Other nearby furniture stores include Ikea, Ashley, Oak Express, Bedroom Express, Denver Mattress, Sofa Mart and Beds and More. Hymas said Ikea sold RC Willey the land for the new store thinking there would be good synergy.
"We believe there is as well," he said. "Consumer traffic is what it is all about here. In the furniture market, this is a place to land."
The new Draper store is in some ways replacing the company’s Taylorsville store and West Jordan clearance center, both of which are closing. It contains a large clearance level on its second floor and a number of furniture lines not carried in some of the chain’s other Utah stores.
On Tuesday, the inside and outside of the new RC Willey bustled with activity.
A worker put the last touches on the outdoor sign while others scrambled to landscape the area and finish one last piece of cement at an entrance.
Inside, ladders could be seen in several locations.
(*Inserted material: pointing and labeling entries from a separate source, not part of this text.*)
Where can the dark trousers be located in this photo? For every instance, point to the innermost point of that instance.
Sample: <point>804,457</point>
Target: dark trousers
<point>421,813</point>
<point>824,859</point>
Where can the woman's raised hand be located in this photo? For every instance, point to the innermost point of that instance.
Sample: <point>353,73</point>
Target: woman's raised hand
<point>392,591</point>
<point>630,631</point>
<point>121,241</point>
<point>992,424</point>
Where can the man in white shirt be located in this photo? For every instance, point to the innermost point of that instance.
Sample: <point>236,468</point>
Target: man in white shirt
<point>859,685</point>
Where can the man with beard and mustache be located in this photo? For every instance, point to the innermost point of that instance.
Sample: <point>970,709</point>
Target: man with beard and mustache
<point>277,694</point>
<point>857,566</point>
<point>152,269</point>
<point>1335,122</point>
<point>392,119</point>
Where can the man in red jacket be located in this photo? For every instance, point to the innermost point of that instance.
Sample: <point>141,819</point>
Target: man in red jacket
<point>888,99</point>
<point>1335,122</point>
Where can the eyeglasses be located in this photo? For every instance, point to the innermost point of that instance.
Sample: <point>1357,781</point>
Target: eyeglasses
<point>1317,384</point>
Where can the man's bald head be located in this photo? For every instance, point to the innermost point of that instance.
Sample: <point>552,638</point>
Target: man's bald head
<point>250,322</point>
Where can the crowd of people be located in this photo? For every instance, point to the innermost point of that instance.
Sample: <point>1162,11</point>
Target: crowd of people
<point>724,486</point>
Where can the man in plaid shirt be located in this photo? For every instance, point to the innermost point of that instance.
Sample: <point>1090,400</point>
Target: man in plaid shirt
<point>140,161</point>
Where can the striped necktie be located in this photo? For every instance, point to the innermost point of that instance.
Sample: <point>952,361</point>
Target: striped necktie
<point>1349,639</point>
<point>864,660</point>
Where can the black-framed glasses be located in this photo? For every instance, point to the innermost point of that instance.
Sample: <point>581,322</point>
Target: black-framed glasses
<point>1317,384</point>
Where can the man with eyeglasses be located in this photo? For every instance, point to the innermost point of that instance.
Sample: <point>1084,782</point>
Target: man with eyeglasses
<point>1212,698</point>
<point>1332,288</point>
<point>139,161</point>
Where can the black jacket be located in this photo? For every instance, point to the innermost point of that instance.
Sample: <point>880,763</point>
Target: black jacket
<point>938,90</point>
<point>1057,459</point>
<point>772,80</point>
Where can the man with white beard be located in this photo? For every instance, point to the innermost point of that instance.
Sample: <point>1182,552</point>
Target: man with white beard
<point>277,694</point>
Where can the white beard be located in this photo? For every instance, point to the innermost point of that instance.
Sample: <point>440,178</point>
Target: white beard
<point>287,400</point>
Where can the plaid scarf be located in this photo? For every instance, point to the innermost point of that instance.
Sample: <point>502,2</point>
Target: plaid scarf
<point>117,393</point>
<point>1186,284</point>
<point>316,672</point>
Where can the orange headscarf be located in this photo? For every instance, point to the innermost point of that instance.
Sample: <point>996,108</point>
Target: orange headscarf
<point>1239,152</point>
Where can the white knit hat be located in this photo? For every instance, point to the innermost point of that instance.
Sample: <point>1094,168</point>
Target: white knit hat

Empty boxes littered the area near the big screen televisions and workers wheeled merchandise into different parts of the store.
A two-story waterfall greets customers who walk in the east doors. The facility contains a small cafe, an area of more rustic furniture guarded by a fountain and two bears called the Utah Mountain Retreat, a shop selling patio furniture and barbecues and the company’s traditional large appliance, mattress and electronics areas.